If you’re just a journalist at the end of your four years it is a shame, because to really experience all that this college has to offer by the end of those four years you should be a journalist/comedian/windsurfer and dancer.
I wasted the first two years of my college life not getting involved in more – I have Seán Lynch to thank for involving me in ULFM in second year and I am grateful to be heavily involved in C&S as their co-op student this year. If I had not gotten this placement the likelihood is I’d have gone somewhere else in the country, then gone on Erasmus and missed another entire year and another chance to have gotten involved in the many clubs and societies here.
More than that, I wouldn’t have found out about the amazing activities so many of these clubs and societies do, like sub aqua, a club I didn’t even know existed in UL, let alone know what they actually do (they dive around coasts at home and abroad and even explore ship wrecks).
It’s crazy that these frequent and staggering events are happening under our noses and there’s not a larger conscious effort by the entire university to get people aware of this and to get involved. Especially when you’ve read through the C&S survey (which we’re hoping to make public soon – no promises) which details positive experience after positive experience by our members.
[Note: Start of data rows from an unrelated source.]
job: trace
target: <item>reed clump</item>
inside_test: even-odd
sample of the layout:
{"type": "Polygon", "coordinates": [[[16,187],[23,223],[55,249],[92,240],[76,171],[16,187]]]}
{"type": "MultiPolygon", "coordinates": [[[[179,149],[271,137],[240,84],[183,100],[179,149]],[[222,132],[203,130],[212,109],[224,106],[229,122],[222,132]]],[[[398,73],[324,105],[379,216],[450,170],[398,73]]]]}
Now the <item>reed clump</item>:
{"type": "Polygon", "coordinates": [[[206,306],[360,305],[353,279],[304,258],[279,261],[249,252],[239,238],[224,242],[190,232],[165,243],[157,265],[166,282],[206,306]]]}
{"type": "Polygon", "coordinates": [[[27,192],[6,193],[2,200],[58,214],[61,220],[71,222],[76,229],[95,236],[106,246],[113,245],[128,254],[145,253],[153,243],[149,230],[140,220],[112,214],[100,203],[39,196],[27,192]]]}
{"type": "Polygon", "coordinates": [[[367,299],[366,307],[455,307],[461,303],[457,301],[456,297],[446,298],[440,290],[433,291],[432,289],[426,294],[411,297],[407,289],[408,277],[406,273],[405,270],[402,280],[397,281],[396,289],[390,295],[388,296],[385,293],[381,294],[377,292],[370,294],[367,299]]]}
The overwhelming response we got has prompted us to look at the benefits to mental health that C&S may have and while nothing has begun yet, I would be surprised if a connection between the two weren’t found.
My own experience of getting involved with multiple clubs and societies this year has been entirely of benefit to me – I’ve met so many people, I feel useful, I’ve gotten more flexible (thanks Trampoline club) and I’m not as bored as often. If I had more hours in the day I’d join more clubs and societies and despite my 24 hour limit I may try to anyway.
It’s made me a happier person and I can’t recommend enough the positives it’ll bring you and hopefully, despite my late start, when I finish not so far into the future I’ll be a qualified journalist, a comedian with a regular gig, a radio show host familiar with all of the equipment in a studio or maybe even a trampoline coach. Everyone starts somewhere right, why not UL?